The inguinal rings and canals, as
well as, the vaginal ring and process are often conceptually difficult
for veterinary students to understand. To help students understand
the inguinal area, a model was fabricated using cloth (netting
and batiste) and a prepared osteology specimen of the equine pelvis
and femurs. The bone preparation was prepared using typical maceration
and degreasing technologies, assembled and mounted on a wooden
base. The internal and external abdominal oblique muscles were
tailored from cloth and the superficial and deep inguinal rings
were formed. The courses of the genitofemoral nerve and branches
of the pudendoepigastric vessels: caudal epigastric, external
pudendal and caudal superficial epigastric vessels were indicated
using ribbon.
MOVABLE SKELETAL PREPARATIONS
OF THE JOINTS OF THE EQUINE FORELIMB. Nguyen,
A.Q. and P.T. Purinton, Department of Anatomy and Radiology, College
of Veterinary Medicine, University of Georgia, Athens. GA 30602-7382.
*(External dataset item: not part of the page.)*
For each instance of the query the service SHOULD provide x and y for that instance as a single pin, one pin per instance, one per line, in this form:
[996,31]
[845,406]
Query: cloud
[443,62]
Movable joints are valuable teaching
aids for demonstrating limb position and movement in Veterinary
Gross Anatomy. Illustrated here are articulated specimens of equine
shoulder, elbow, carpus and digit produced at the University of
Georgia, College of Veterinary Medicine. The object was to prepare
skeletal specimens that would mimic the normal direction, articulation,
and range of movements. Several specimens are on display to illustrate
these valuable teaching aids.
EFFECT OF EXAMINATION OF A CROSS SECTION
OF THE CANINE HEAD ON STUDENTS' ABILITY TO VISUALIZE ANATOMY IN
THREE DIMENSIONS. Provo,
J., C. Lamar, E. Hinsman, and T. Newby, Department of Basic Medical
Sciences and Department of Curriculum and Instruction, Purdue
University, West Lafayette, IN 47907.
A cross-section of the canine head
was used to enhance the understanding of first year veterinary
students of anatomy of the head in three dimensions. In addition
to the dissection of the head done by control students, experimental
groups in two successive classes (n=124) identified structures
visible in the cross-section. A paper-and-pencil test was designed
to measure student's ability to visualize anatomy in three dimensions
by requiring 1) prediction of structures visible in a cross-section;
2) correct placement of structures within an outline of the cross-section;
and 3) correct placement of 8 structures within two perpendicular
views of the head. Validation procedures for this test instrument
demonstrated content validity, strong inter-rater reliability,
and moderate test-retest reliability. Questions requiring visualization
of anatomical structures were also included on one live animal
examination. Multivariate analysis of covariance revealed statistically
significant effects on the dependent variables of performance
on prior course examinations and quizzes, and a statistically
significant three-way interaction effect between group membership,
prior examination and prior quiz performance. A separate analysis
was performed using data from the second class (n=62) in this
study, when spatial ability of the student was also used as a
covariant. Results show a statistically significant effect of
spatial ability, and statistically significant two way interactions
between group membership and prior quiz performance. Qualitative
methods, including surveys completed by all students, and interviews
with 15 students randomly selected from a pool of volunteers,
were used to collect data regarding students' self-perceptions
of ability to visualize anatomy in three-dimensions and opinions
about the value of the instructional methods used for this study.